# Strange problem with my D7000



## cgipson1 (Oct 7, 2011)

The OFF switch no longer works. When I turn the switch to off the LCD and the viewfinder information stay on for a variable amount of time (usually around 20 to 25 seconds. I have had it stay on all night also on occasion. When this occurs, the shutter button does not actuate the shutter, but it does affect the viewfinder information... the ISO display switches the the Number of shots left display. The flash icon in the viewfinder continues to flash also. If I had switched to the LCD backlight prior to turning it off, the backlight stays on also.

I suspect that the switch is bad, and that I need to send the camera in to Nikon.

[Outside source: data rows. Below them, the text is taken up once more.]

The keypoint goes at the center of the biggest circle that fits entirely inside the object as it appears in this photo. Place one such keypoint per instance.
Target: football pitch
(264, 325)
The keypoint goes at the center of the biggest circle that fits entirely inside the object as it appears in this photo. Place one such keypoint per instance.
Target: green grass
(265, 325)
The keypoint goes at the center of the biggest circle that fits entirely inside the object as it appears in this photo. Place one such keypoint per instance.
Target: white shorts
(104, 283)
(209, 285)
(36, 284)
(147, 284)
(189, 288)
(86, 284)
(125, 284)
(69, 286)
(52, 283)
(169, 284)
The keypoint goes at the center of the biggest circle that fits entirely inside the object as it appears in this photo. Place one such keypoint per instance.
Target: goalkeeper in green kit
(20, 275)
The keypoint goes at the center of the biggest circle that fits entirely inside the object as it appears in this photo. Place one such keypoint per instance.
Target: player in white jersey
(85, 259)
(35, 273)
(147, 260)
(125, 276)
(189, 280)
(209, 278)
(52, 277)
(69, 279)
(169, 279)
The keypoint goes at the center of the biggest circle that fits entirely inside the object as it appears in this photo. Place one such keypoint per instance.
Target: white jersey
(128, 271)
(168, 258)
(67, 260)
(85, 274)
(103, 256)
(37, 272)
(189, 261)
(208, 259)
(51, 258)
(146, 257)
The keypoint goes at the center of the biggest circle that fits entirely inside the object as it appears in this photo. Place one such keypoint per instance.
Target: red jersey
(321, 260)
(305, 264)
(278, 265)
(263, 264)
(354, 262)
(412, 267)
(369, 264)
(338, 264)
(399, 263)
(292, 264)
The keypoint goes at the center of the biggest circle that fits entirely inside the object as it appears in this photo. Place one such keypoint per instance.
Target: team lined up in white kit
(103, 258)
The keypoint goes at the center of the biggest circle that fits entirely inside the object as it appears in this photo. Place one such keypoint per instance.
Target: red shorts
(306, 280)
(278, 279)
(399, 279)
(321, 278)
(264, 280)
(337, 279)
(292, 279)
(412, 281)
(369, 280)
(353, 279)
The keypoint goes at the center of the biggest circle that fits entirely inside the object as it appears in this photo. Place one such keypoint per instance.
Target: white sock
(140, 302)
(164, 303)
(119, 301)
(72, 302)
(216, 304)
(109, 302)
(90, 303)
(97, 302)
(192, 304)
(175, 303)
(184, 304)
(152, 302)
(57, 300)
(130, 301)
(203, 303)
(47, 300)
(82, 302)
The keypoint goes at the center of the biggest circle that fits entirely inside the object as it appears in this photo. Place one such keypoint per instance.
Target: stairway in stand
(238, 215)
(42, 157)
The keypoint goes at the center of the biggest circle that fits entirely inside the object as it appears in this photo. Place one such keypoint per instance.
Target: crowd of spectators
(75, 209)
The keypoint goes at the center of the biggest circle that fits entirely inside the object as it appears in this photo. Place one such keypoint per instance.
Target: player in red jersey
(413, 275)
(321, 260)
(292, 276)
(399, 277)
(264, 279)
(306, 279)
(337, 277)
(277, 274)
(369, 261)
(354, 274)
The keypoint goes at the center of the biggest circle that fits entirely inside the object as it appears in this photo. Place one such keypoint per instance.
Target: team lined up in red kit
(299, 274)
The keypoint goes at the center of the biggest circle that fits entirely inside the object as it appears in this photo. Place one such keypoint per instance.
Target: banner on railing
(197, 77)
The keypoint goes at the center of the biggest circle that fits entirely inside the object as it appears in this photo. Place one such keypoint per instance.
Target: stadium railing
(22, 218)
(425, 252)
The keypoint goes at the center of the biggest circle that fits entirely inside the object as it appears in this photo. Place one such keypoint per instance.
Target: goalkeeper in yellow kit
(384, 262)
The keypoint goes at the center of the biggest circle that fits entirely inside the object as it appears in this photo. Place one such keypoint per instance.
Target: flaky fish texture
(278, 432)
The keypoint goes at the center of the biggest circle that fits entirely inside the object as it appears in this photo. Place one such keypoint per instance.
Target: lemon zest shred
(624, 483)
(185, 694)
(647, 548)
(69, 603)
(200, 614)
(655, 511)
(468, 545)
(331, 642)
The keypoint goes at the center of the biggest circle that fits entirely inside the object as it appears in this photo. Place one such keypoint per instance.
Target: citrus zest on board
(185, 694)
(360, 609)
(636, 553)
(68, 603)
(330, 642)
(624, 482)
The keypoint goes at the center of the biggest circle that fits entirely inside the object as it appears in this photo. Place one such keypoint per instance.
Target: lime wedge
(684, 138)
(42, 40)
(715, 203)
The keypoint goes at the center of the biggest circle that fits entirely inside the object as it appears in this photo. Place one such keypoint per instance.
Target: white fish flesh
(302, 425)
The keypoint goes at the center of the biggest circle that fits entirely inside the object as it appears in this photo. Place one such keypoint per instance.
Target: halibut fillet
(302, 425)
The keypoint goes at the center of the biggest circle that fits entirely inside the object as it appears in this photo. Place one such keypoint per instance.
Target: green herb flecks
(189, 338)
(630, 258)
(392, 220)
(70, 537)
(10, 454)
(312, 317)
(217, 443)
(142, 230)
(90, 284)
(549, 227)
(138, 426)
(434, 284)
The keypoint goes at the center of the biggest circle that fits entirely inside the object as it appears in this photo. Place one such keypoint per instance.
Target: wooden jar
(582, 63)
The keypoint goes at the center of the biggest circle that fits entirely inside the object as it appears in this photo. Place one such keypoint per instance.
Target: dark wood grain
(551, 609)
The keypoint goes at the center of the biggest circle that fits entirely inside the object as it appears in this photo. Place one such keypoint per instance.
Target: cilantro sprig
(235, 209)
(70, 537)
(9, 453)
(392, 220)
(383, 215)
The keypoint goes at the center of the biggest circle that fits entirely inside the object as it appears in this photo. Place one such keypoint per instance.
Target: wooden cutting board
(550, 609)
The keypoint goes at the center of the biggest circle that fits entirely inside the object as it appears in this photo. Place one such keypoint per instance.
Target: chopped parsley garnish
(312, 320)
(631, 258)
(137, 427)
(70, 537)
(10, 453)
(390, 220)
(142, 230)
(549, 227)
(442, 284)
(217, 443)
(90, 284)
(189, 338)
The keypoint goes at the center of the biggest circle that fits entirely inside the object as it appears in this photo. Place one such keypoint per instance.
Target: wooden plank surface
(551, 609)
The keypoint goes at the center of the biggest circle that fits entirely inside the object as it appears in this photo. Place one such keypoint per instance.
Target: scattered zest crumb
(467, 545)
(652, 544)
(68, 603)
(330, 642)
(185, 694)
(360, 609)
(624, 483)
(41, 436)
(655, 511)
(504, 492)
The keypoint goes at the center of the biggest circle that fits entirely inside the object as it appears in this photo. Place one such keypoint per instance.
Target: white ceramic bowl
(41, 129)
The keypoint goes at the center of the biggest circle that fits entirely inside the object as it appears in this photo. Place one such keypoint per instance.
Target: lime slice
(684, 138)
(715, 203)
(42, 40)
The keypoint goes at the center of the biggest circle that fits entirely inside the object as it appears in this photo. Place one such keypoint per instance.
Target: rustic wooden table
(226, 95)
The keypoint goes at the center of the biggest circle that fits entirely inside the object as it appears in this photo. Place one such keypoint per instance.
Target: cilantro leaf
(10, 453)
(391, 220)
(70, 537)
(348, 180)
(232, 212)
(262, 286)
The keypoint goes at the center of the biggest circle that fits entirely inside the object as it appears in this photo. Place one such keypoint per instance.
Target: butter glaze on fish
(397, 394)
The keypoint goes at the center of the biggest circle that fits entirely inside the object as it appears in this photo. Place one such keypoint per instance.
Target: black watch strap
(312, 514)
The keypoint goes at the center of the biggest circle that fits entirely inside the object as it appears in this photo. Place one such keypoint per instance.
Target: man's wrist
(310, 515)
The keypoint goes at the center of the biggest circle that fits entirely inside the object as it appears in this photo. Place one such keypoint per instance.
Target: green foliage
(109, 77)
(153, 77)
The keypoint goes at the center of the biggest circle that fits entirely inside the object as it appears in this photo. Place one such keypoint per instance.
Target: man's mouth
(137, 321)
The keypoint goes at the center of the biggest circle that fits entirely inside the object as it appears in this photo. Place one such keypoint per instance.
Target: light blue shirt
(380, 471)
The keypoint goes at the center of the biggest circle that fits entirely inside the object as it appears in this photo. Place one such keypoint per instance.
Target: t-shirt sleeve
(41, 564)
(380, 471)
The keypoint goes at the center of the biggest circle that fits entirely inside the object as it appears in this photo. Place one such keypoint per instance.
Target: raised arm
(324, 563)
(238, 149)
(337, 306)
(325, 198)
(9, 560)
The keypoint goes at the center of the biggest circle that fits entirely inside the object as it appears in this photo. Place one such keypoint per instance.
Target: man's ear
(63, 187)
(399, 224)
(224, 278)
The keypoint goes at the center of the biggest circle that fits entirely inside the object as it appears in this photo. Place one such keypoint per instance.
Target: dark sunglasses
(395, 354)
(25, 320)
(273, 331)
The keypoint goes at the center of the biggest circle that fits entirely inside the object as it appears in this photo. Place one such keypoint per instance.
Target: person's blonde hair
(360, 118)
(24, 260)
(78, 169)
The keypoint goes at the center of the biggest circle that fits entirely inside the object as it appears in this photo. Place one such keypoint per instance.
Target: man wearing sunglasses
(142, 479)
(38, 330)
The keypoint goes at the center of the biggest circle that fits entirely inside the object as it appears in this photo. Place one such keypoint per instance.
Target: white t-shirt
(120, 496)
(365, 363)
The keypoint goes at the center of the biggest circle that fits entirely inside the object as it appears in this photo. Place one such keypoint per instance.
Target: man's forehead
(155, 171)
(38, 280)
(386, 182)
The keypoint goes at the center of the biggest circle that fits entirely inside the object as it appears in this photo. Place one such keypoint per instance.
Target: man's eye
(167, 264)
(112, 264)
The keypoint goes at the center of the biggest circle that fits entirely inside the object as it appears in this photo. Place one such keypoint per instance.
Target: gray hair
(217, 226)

I have pulled the battery, I reset the user settings, custom settings, and the shooting menu. 

any ideas?


----------



## Robin Usagani (Oct 7, 2011)

OH that sucks.. time to get a Canon?  LOL JK.  Resetting it to the factory setting was my suggestion but I assumed you did that?


----------



## cgipson1 (Oct 7, 2011)

Schwettylens said:


> OH that sucks.. time to get a Canon?  LOL JK.  Resetting it to the factory setting was my suggestion but I assumed you did that?

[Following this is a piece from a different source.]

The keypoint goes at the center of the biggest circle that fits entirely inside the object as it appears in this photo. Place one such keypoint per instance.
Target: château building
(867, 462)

Hey Robinson... yes, I did reset all that is possible... although I understand (read somewhere) there are some "secret" button combinations that do different resets and tests.. but I don't know what they are.

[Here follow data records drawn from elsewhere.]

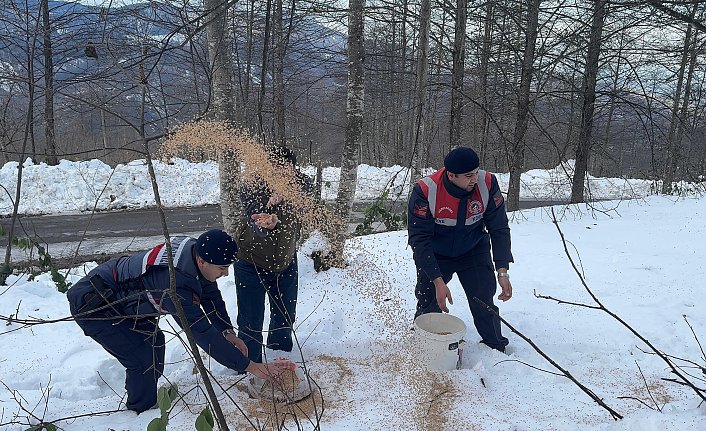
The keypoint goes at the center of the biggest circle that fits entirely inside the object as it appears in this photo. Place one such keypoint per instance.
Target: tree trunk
(482, 130)
(49, 129)
(583, 146)
(222, 108)
(517, 154)
(421, 91)
(672, 144)
(263, 70)
(457, 73)
(355, 108)
(278, 51)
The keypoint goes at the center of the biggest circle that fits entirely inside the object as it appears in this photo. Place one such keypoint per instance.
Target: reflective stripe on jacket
(447, 222)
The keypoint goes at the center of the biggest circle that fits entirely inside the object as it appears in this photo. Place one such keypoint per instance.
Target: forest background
(616, 85)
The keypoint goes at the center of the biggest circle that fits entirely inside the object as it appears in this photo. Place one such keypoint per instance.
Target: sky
(640, 255)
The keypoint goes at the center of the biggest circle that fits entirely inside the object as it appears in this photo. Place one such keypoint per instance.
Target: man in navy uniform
(455, 216)
(118, 304)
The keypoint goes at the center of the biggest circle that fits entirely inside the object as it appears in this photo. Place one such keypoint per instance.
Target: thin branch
(561, 301)
(598, 400)
(664, 357)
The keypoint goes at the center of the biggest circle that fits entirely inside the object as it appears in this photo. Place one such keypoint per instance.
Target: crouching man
(118, 304)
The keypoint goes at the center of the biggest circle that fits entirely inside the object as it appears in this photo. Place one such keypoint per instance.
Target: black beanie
(461, 160)
(216, 247)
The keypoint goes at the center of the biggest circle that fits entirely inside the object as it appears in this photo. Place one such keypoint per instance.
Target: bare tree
(584, 144)
(355, 108)
(517, 150)
(458, 72)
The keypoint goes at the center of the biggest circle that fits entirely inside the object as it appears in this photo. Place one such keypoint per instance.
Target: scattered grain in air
(422, 397)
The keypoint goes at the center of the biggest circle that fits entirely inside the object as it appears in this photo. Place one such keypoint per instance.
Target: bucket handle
(461, 344)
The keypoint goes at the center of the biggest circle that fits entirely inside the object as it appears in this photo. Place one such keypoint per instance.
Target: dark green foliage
(44, 426)
(378, 213)
(45, 263)
(204, 422)
(165, 398)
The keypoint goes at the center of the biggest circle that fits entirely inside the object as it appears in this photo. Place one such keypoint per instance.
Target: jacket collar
(453, 189)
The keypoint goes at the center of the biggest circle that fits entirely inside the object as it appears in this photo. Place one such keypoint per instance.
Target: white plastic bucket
(440, 341)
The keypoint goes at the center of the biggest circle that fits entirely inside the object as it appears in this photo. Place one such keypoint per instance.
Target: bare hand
(506, 287)
(274, 200)
(264, 220)
(237, 342)
(442, 294)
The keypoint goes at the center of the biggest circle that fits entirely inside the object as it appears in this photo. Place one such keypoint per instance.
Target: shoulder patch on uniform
(420, 210)
(498, 199)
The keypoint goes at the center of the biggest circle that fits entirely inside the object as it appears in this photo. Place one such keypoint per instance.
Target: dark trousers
(137, 344)
(477, 276)
(251, 285)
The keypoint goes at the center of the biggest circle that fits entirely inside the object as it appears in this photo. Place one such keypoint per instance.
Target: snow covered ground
(81, 186)
(642, 258)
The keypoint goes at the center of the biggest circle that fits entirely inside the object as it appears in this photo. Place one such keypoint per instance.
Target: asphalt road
(81, 237)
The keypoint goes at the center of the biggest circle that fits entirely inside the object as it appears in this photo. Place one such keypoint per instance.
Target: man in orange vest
(455, 216)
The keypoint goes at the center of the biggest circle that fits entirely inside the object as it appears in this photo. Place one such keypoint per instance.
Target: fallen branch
(674, 369)
(564, 372)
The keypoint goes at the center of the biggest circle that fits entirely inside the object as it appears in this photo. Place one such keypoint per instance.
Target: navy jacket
(274, 249)
(142, 286)
(432, 238)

I have too much invested in Nikon glass to even consider switching to the "DARK" side....


----------



## 480sparky (Oct 7, 2011)

Did you just get done taking a whole boatload of pix?  If so, the camera won't 'shut off' until the buffer clears.


----------



## cgipson1 (Oct 7, 2011)

no.. all pics are cleared out of the camera... happens whether I have been shooting or not. Even happens immediately after a battery pull too... and that would clear the buffers.


----------



## KmH (Oct 7, 2011)

There's nothing strange about it. The switch is bad.


----------



## cgipson1 (Oct 7, 2011)

KmH said:


> There's nothing strange about it. The switch is bad.



hahaha.. yea.... I know! I was just kind of quietly bit@hing about it...


----------



## 2WheelPhoto (Oct 7, 2011)

My D7000 not only helped me realize I needed the D80 back-up cam but it helped me become big friends with the support/repair center:   1-800-645-6687


----------



## cgipson1 (Oct 7, 2011)

2WheelPhoto said:


> My D7000 not only helped me realize I needed the D80 back-up cam but it helped me become big friends with the support/repair center:   1-800-645-6687



hahaha.. yes. I need another body.. but am waiting on the D800. Maybe I should pick up Keith's 300.... hmmm...


----------